Artık sit'ün İngilizce içindeki anlamı hakkında daha fazla bilgi sahibi olduğunuza göre, seçilen örnekler aracılığıyla bunların nasıl kullanılacağını ve nasıl yapılacağını öğrenebilirsiniz. onları okuyun. Ve önerdiğimiz ilgili kelimeleri öğrenmeyi unutmayın. Web sitemiz sürekli olarak yeni kelimeler ve yeni örneklerle güncellenmektedir, böylece bilmediğiniz diğer kelimelerin anlamlarını İngilizce içinde arayabilirsiniz.

sit ile ilgili kelimeler

İngilizce hakkında bilginiz var mı

İngilizce, İngiltere'ye göç eden ve 1400 yılı aşkın bir süre içinde gelişen Germen kabilelerinden gelmektedir. İngilizce, Çince ve İspanyolca'dan sonra dünyada en çok konuşulan üçüncü dildir.

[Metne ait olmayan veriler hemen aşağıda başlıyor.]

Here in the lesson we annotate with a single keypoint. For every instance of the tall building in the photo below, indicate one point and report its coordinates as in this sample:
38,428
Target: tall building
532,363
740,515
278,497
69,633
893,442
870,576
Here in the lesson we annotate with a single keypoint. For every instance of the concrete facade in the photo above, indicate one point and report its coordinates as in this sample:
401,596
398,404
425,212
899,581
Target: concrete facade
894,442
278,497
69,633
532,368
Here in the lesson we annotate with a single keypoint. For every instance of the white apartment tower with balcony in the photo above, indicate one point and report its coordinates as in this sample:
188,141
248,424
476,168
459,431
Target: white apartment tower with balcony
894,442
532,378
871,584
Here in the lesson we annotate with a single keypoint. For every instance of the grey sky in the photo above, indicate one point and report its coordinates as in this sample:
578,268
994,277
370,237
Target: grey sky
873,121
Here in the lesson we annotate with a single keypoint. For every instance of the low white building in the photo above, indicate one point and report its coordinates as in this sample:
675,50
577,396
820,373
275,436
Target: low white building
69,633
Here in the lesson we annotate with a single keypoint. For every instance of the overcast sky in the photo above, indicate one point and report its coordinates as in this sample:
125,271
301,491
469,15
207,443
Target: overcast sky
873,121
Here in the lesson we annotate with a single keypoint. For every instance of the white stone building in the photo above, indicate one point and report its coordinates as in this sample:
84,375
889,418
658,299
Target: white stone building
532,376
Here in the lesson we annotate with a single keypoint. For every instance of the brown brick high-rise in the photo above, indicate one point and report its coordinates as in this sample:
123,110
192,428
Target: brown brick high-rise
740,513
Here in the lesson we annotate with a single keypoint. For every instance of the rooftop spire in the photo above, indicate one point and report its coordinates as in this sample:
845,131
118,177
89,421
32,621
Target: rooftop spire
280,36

En çok öğrenilen ikinci dildir. ve yaklaşık 60 egemen ülkenin resmi dilidir.Bu dil, ikinci ve yabancı dil olarak anadili konuşanlardan daha fazla sayıda konuşmacıya sahiptir.İngilizce aynı zamanda Birleşmiş Milletler, Avrupa Birliği ve diğer birçok uluslararası kuruluşun ortak resmi dilidir. ve bölgesel organizasyonlar. Günümüzde dünyanın her yerindeki İngilizce konuşanlar nispeten kolaylıkla iletişim kurabiliyor.